For mask generation, there is really not much reason to use AI. In this example, simple stochastic blob detection, a trivial function you could get from openCV or ask a college sophomore to write would generate much better quality masks.

palashshah•11mo ago
totally agreed here. i think my goal primarily with the mask generation was to test out how effective openai's capabilities were.

we're currently working on pipelines that limit the the involvement of AI to various tasks. for example, when generating an ad there's usually logo, some banner text, and background image.

we can use gpt-image-1 to generate the background image, another LLM to identify the coordinates of where we place the logo, and just add the logo onto the image. this is just one example!

jackphilson•11mo ago
Why do you agree? I think we should outsource as much as we can to abstraction. We've been doing it forever.
dandelany•11mo ago
"Simple stochastic blob detection" is an abstraction. You write (or import) a function where the the gnarly logic lives and call `detectBlobs()`. "Use an abstraction" doesn't mean you should use the same abstraction for every task, you should use the right tool for the job.
mentalgear•11mo ago
Again another example of "the unreasonable effectiveness of LLMs in a loop". At with time, the tasks for loop become bigger and more complex, until we find ourselves "outlooped" at least job wise.
ramoz•11mo ago
Nice retrospective but I guess this process is no longer needed as model's get better; esp as they start enabling features like consistent subjects. Seems like a lot of overhead to correct text for inspirational images, but I can imagine you need to always present some form of _quality_ to your clients.

Feel like control nets and some minimal photoshop work would've been better.

palashshah•11mo ago
totally. it got to a point where most of the text generated in our images was incorrect, and so it wasn't a great look showing that to our clients.

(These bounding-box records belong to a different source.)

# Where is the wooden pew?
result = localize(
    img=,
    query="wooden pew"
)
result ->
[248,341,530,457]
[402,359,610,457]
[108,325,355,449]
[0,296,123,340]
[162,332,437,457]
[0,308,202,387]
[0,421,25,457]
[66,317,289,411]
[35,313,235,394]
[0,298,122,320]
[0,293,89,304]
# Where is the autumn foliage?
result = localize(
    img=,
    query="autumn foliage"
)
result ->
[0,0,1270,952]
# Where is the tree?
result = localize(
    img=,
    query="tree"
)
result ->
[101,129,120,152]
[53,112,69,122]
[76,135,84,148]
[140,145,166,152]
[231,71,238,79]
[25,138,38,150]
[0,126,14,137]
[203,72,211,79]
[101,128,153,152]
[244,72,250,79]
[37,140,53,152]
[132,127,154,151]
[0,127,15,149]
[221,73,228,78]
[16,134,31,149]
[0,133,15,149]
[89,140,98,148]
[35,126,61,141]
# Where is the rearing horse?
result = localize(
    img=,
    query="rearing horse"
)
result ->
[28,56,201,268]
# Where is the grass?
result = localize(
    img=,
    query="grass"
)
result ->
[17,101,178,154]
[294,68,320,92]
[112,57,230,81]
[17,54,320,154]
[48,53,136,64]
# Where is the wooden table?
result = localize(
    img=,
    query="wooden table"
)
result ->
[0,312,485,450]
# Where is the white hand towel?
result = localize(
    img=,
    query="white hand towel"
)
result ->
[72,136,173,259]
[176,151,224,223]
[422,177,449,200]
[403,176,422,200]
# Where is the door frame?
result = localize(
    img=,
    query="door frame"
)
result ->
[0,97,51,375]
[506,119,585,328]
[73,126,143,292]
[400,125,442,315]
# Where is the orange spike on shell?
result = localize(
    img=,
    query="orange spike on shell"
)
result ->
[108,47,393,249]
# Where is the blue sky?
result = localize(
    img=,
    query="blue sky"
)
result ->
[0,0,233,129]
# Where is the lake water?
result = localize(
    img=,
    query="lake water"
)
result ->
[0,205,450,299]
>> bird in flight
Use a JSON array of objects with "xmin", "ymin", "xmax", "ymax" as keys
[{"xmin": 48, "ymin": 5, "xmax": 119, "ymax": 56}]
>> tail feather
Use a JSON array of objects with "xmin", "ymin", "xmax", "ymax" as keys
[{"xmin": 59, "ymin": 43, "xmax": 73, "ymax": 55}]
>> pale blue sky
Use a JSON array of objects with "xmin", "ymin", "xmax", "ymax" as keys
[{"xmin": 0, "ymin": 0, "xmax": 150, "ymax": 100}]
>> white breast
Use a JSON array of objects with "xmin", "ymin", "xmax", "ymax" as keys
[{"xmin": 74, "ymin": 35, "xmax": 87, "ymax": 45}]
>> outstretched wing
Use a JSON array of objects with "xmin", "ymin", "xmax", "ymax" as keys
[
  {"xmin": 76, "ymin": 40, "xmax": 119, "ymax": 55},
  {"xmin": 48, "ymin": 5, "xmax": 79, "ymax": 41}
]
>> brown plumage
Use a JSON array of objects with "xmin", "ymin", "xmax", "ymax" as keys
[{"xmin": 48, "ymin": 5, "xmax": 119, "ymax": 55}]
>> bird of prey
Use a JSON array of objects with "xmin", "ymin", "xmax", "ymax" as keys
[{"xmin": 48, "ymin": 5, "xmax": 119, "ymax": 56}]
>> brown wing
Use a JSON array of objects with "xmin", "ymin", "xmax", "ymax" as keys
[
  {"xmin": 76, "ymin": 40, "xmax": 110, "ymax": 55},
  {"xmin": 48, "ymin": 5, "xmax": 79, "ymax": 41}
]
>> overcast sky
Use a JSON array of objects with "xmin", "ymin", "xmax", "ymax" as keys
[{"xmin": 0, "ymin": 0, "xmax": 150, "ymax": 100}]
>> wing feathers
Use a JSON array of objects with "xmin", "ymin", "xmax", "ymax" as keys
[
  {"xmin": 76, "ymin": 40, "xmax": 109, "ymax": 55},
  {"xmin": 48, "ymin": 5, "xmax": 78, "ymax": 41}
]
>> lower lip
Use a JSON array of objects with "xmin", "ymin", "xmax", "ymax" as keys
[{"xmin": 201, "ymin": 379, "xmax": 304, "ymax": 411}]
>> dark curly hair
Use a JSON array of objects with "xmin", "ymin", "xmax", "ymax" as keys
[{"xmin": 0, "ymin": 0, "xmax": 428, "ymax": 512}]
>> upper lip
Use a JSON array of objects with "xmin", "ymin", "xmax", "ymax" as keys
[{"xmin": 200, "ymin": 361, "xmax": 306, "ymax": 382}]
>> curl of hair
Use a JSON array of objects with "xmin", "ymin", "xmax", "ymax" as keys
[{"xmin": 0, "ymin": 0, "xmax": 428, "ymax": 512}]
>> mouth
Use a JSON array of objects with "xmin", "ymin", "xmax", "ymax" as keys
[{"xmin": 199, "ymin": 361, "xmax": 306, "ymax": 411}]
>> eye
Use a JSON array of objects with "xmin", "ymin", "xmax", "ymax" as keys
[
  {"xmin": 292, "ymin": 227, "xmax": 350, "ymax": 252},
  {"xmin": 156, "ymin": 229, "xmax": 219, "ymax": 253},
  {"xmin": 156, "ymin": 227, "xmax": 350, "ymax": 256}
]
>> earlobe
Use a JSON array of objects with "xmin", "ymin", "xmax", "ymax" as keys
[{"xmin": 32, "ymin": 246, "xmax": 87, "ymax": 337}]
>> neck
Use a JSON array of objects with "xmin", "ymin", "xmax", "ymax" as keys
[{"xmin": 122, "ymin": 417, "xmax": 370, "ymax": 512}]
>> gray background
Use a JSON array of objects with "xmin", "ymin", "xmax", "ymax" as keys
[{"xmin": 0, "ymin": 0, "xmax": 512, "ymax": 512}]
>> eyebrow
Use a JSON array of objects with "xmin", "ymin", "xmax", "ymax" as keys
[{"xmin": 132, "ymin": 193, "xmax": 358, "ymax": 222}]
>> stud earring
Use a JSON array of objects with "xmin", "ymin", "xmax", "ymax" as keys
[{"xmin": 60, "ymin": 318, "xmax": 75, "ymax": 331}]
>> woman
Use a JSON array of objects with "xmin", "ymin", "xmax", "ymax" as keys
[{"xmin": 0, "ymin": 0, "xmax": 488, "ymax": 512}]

we're actually working on some form of what you described where we take images generated from LLMs + add consistent logos discretely rather than generatively.

abshkbh•11mo ago
Palash this is a great post, I learnt a lot as an image gen noob! Keep writing more :)
palashshah•11mo ago
this is incredible to hear! i plan to keep writing on a weekly basis, and will be posting them on twitter.
t_mann•11mo ago
I was kind of hoping this would be in the 'Dreambooth mold' of finetuning open weights models. I have used that with some success some ~2 years ago, does anyone know what improvements there have been in that direction since Dreambooth?
zahlman•11mo ago
It's frankly amazing to me that "ask another LLM to evaluate the image" actually produces useful feedback that results in actual improvement from the first LLM.

But then, I guess it's not much different of an idea from the earlier use of GANs, or of telling LLMs to "stop hallucinating", etc.

palashshah•11mo ago
totally. the way i think about it (purely based on intuition) is that asking an LLM to do understanding + image generation is too complex for it to be effective. if we separate out the tasks into discrete steps, the evaluation becomes better, and the generation simply becomes instruction following.
jacob019•11mo ago
This is all edited with gpt-image-1? The revised images are amazing. Were example logos provided or is it just working off of it's knowledge of a well known brand?